Les deux jeunes gens parurent mal à l’aise. Ils se rappelaient la façon dont s’était comportée leur mère trois mois auparavant, lorsqu’ils étaient revenus de l’Université de Virginie.

« Eh bien ! fit Stuart, elle n’a pas encore eu l’occasion de dire grand-chose.

— Ce matin, Tom et moi, nous avons quitté la maison de bonne heure. Elle n’était pas levée. Tom, lui, est allé faire un tour chez les Fontaine pendant que nous nous rendions ici.

— Elle ne vous a rien dit quand vous êtes rentrés hier soir ?

— Hier soir, nous avons eu de la chance. Avant notre arrivée, on a amené le nouveau pur-sang que maman a acheté au Kentucky le mois dernier. Toute la maison était sens dessus dessous. C’est un fameux cheval, Scarlett ; il faudra que vous disiez à votre père de venir le voir dès qu’il pourra… il a déjà mordu son palefrenier en chemin et il a piétiné deux des négros de maman qui étaient allés le chercher au train à Jonesboro. Juste avant que nous débarquions à la maison, il a presque démoli l’écurie et il a à moitié tué Strawberry, le vieux pur-sang de maman.
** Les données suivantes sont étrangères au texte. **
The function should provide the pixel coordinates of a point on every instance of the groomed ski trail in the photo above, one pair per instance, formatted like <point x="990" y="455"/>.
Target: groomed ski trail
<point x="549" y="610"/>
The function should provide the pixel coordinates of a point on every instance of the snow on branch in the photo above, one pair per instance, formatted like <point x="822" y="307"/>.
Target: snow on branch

Quand nous sommes arrivés, maman était dans l’écurie en train de le calmer à grand renfort de morceaux de sucre et, ma foi, elle n’y réussissait pas trop mal. Les négros en faisaient des yeux ! Ils avaient si peur qu’ils s’étaient accrochés aux poutres de l’écurie, mais maman parlait au cheval comme s’ils étaient, elle et lui, de vieilles connaissances, et lui donnait à manger dans le creux de sa main. Il n’y en a pas deux comme maman pour s’entendre avec un cheval. Lorsqu’elle nous a vus, elle a dit : « Au nom du Ciel, que venez-vous encore faire à la maison tous les quatre ? Vous êtes pires que les sept plaies d’Égypte ! » Sur ce, le cheval s’est mis à hennir et à ruer et maman a dit : « Sortez d’ici ! Vous ne voyez pas qu’il est nerveux, le pauvre mignon ! Je m’occuperai de vous demain matin ! » Alors nous sommes allés nous coucher. Ce matin, nous sommes sortis avant qu’elle puisse nous pincer et nous avons laissé Boyd se débrouiller avec elle.
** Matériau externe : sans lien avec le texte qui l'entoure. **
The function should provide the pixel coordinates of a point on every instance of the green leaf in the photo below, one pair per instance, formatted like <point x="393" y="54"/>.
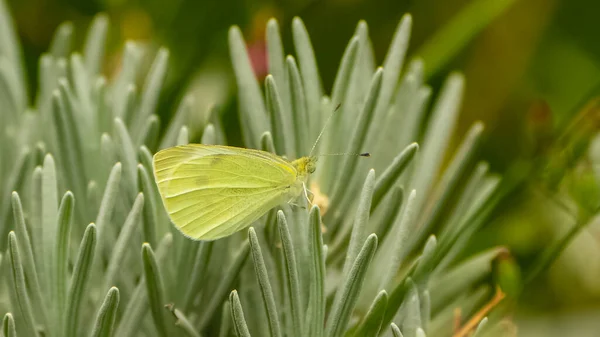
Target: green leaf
<point x="107" y="209"/>
<point x="426" y="262"/>
<point x="63" y="235"/>
<point x="411" y="312"/>
<point x="60" y="46"/>
<point x="17" y="278"/>
<point x="69" y="137"/>
<point x="298" y="107"/>
<point x="266" y="142"/>
<point x="183" y="322"/>
<point x="8" y="326"/>
<point x="49" y="224"/>
<point x="129" y="108"/>
<point x="252" y="111"/>
<point x="25" y="247"/>
<point x="392" y="64"/>
<point x="149" y="227"/>
<point x="237" y="314"/>
<point x="342" y="85"/>
<point x="123" y="242"/>
<point x="137" y="307"/>
<point x="13" y="182"/>
<point x="345" y="170"/>
<point x="225" y="320"/>
<point x="391" y="174"/>
<point x="437" y="137"/>
<point x="150" y="132"/>
<point x="425" y="301"/>
<point x="282" y="131"/>
<point x="209" y="135"/>
<point x="198" y="274"/>
<point x="371" y="323"/>
<point x="359" y="227"/>
<point x="479" y="331"/>
<point x="183" y="137"/>
<point x="155" y="289"/>
<point x="11" y="49"/>
<point x="343" y="305"/>
<point x="389" y="210"/>
<point x="35" y="211"/>
<point x="219" y="295"/>
<point x="263" y="281"/>
<point x="105" y="320"/>
<point x="79" y="280"/>
<point x="310" y="75"/>
<point x="126" y="154"/>
<point x="151" y="91"/>
<point x="181" y="118"/>
<point x="396" y="331"/>
<point x="449" y="183"/>
<point x="123" y="87"/>
<point x="315" y="317"/>
<point x="95" y="40"/>
<point x="276" y="64"/>
<point x="293" y="282"/>
<point x="462" y="277"/>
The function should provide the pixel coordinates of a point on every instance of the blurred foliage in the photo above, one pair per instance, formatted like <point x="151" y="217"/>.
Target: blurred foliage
<point x="532" y="70"/>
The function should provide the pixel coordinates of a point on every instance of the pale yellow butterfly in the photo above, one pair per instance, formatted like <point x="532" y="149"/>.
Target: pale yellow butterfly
<point x="212" y="191"/>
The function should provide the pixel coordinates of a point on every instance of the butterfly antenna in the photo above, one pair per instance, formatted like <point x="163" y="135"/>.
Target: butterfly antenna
<point x="364" y="154"/>
<point x="323" y="129"/>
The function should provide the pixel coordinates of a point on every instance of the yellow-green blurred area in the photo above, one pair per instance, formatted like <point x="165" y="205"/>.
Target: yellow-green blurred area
<point x="532" y="70"/>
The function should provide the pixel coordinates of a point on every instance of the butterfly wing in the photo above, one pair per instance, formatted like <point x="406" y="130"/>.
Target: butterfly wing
<point x="213" y="191"/>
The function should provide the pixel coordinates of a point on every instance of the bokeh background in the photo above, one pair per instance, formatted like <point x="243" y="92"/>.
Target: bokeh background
<point x="532" y="70"/>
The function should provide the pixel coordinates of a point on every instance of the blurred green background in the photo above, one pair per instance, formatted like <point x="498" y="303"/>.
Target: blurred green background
<point x="532" y="69"/>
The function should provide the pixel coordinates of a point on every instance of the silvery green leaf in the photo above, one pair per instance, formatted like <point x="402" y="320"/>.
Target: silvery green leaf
<point x="264" y="283"/>
<point x="79" y="281"/>
<point x="106" y="317"/>
<point x="237" y="314"/>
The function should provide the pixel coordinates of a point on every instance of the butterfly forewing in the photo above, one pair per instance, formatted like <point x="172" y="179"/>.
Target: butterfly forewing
<point x="212" y="191"/>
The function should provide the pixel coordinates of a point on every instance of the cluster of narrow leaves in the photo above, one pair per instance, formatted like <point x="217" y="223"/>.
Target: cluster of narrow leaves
<point x="89" y="249"/>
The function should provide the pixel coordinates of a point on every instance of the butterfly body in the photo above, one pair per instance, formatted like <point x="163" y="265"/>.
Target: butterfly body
<point x="212" y="191"/>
— Pensez-vous qu’elle battra Boyd ? »

Comme le reste du comté, Scarlett n’arrivait pas à s’habituer à la façon dont la petite Mme Tarleton corrigeait ses grands fils et au besoin leur administrait des coups de cravache sur le dos.
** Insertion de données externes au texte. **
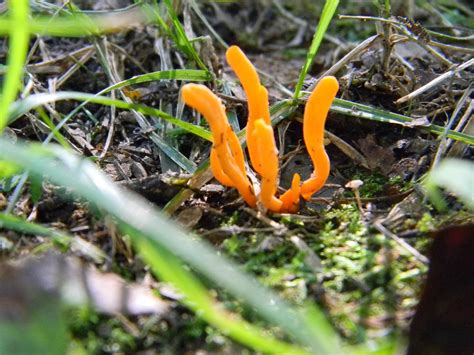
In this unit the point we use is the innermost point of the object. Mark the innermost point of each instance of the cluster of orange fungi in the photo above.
(227, 157)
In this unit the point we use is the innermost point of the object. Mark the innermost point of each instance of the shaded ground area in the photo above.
(359, 253)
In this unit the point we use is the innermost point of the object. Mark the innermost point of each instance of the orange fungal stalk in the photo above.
(268, 157)
(227, 158)
(257, 96)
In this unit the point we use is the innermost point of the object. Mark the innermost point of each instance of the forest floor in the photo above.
(361, 254)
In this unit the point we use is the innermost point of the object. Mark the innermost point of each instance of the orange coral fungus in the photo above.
(268, 157)
(229, 155)
(257, 96)
(315, 114)
(227, 158)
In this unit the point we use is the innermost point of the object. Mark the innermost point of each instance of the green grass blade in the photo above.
(78, 25)
(328, 12)
(181, 39)
(90, 183)
(18, 48)
(371, 113)
(455, 175)
(177, 74)
(19, 108)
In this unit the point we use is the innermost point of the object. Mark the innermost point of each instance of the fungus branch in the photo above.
(227, 158)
Béatrice Tarleton était une femme affairée. Elle avait sur les bras non seulement une vaste plantation de coton, une centaine de nègres et huit enfants, mais aussi la plus grande ferme d’élevage de chevaux de l’État. D’un caractère emporté et facilement mise hors d’elle par les fréquentes incartades de ses quatre fils, elle estimait qu’une petite volée de temps en temps ne faisait pas de mal aux garçons, ce qui ne l’empêchait pas d’interdire qu’on touchât à un cheval ou à un esclave.

« Mais non, elle ne battra pas Boyd. Elle ne l’a jamais beaucoup battu parce qu’il est l’aîné et que c’est l’avorton de la bande, dit Stuart, fier de sa haute taille.